I think in terms of the challenges around social impact bonds or pay-for-performance, my comment earlier about disproportionate attention is that they are a sexy new tool, so they get a lot of attention. But as you heard from earlier witnesses, the areas or the specific kinds of problems where they can be used are fairly limited. Not everything—social services or impacts that community groups do—can have measurable, short-term outcomes. So when we get into the types of interventions in the call groups, and the level of evaluation, the measurement, whether it's randomized, controlled trials that you need to actually demonstrate an impact, there's a huge evaluation cost that can be built in.

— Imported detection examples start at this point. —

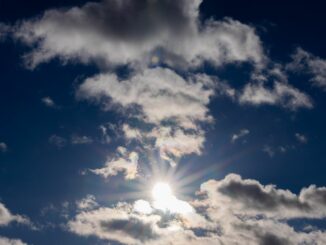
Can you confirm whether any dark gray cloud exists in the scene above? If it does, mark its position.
[67,0,197,42]
[217,175,311,211]
[197,174,326,219]
[12,0,266,68]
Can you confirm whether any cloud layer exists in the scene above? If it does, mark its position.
[67,174,326,245]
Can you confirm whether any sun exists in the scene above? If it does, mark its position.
[152,182,173,202]
[152,182,193,213]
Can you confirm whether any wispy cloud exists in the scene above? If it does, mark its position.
[231,128,250,143]
[67,174,326,245]
[287,48,326,90]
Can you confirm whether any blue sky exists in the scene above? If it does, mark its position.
[0,0,326,245]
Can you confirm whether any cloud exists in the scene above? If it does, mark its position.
[77,68,214,166]
[197,174,326,219]
[294,133,308,144]
[14,0,265,68]
[76,195,99,210]
[90,147,138,180]
[0,142,8,152]
[0,236,27,245]
[263,145,275,157]
[231,128,250,143]
[287,48,326,90]
[49,134,67,148]
[0,202,30,227]
[77,68,213,126]
[41,96,57,108]
[70,135,93,145]
[239,82,313,111]
[67,174,326,245]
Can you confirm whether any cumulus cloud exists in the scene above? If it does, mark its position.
[67,174,326,245]
[0,202,31,227]
[239,82,313,111]
[14,0,265,68]
[77,68,213,126]
[287,48,326,90]
[0,142,8,152]
[90,147,138,180]
[76,195,98,210]
[197,174,326,219]
[231,128,250,143]
[77,68,214,166]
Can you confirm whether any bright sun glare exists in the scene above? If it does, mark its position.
[152,182,193,213]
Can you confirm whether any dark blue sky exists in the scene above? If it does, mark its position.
[0,0,326,245]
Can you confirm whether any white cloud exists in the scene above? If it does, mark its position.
[231,128,250,143]
[294,133,308,144]
[287,48,326,90]
[0,142,8,152]
[77,68,213,126]
[41,96,57,108]
[67,174,326,245]
[77,68,214,164]
[71,135,93,145]
[14,0,265,68]
[262,145,275,157]
[0,202,34,228]
[239,82,313,110]
[90,147,138,180]
[76,195,99,210]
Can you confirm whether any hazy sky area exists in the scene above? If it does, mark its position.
[0,0,326,245]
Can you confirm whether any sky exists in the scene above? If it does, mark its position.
[0,0,326,245]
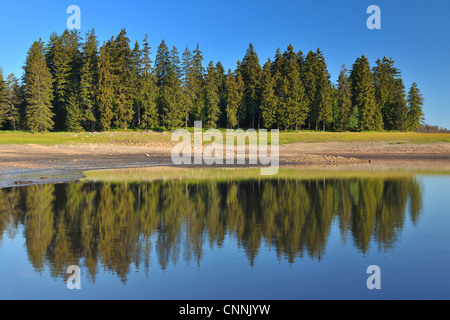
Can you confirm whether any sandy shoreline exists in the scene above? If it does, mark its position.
[0,141,450,187]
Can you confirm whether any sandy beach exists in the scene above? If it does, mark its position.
[0,141,450,187]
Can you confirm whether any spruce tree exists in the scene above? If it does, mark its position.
[216,61,227,127]
[0,67,8,128]
[226,70,245,129]
[373,57,400,130]
[155,40,185,129]
[191,44,205,123]
[336,65,352,131]
[301,51,320,129]
[80,29,98,131]
[393,78,409,131]
[407,82,425,131]
[47,30,82,131]
[350,55,380,131]
[181,47,195,129]
[313,49,333,131]
[261,59,278,129]
[5,73,20,130]
[97,39,115,131]
[24,40,54,132]
[239,43,261,128]
[112,29,136,129]
[139,35,159,129]
[205,61,220,128]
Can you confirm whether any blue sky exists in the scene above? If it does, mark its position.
[0,0,450,128]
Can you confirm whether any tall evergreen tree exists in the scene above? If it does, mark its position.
[393,78,409,131]
[155,40,184,129]
[301,51,320,129]
[205,61,220,128]
[112,29,134,129]
[0,68,8,128]
[336,65,352,131]
[350,55,380,130]
[261,59,278,128]
[239,43,261,128]
[139,35,158,129]
[216,61,227,127]
[80,29,98,131]
[226,70,245,129]
[313,49,333,131]
[373,57,400,130]
[190,44,205,123]
[407,82,425,130]
[5,73,20,130]
[46,30,82,131]
[24,40,54,132]
[97,39,115,131]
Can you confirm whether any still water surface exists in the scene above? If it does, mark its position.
[0,175,450,299]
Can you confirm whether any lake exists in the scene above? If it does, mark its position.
[0,173,450,300]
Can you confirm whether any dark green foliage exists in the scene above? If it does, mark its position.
[80,30,98,131]
[205,61,220,128]
[238,43,261,128]
[0,29,424,131]
[350,55,381,131]
[408,82,425,130]
[226,70,245,128]
[24,40,54,132]
[0,68,8,128]
[335,65,357,131]
[261,60,278,128]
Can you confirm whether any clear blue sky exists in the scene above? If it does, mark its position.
[0,0,450,128]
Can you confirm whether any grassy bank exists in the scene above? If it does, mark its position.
[0,130,450,145]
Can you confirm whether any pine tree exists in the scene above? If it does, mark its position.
[205,61,220,128]
[350,55,380,131]
[407,82,425,131]
[181,47,195,129]
[226,70,245,129]
[0,68,8,128]
[373,57,400,130]
[336,65,352,131]
[4,72,20,130]
[393,78,409,131]
[191,44,205,121]
[301,51,320,129]
[140,35,158,129]
[112,29,136,129]
[155,40,184,129]
[46,30,82,131]
[98,39,115,131]
[261,59,278,129]
[80,29,98,131]
[216,61,227,127]
[314,49,333,131]
[239,43,261,128]
[24,40,54,132]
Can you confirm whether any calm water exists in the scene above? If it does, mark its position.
[0,176,450,299]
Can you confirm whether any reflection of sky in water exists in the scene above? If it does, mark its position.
[0,176,450,299]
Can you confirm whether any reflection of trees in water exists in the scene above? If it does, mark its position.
[0,177,422,281]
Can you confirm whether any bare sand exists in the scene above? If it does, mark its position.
[0,141,450,187]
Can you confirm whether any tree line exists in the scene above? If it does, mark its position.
[0,29,424,132]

I think that's one of the advantages in situations where they work.
A social impact bond is just about the only way I can think of that would actually resource the level of evaluation that would actually test the difference. But then, even if it demonstrates success—from what I understand some foundations in the U.S. are questioning—it becomes a recipe for that intervention. It's not always transferable to different environments, to every reality in different jurisdictions.
The other challenge is often the cost savings accrued don't go to one department. They might go to multiple departments, multiple levels of government. So having to bring together a number of investors to create the bond is the work of an intermediary, and it's extremely complicated. From our perspective, there are a lot of smaller-scale, well-established, existing programs that could have a tremendous impact beyond the social impact bonds themselves.
Just to answer your last question quickly, as Mr. Huddart said earlier, there's actually a significant amount of philanthropic capital looking and wanting to do some good. We don't see the issue so much on the demand side. If we give them a safe placement, there's probably an interest. There's really more on the demand than finding the right investments.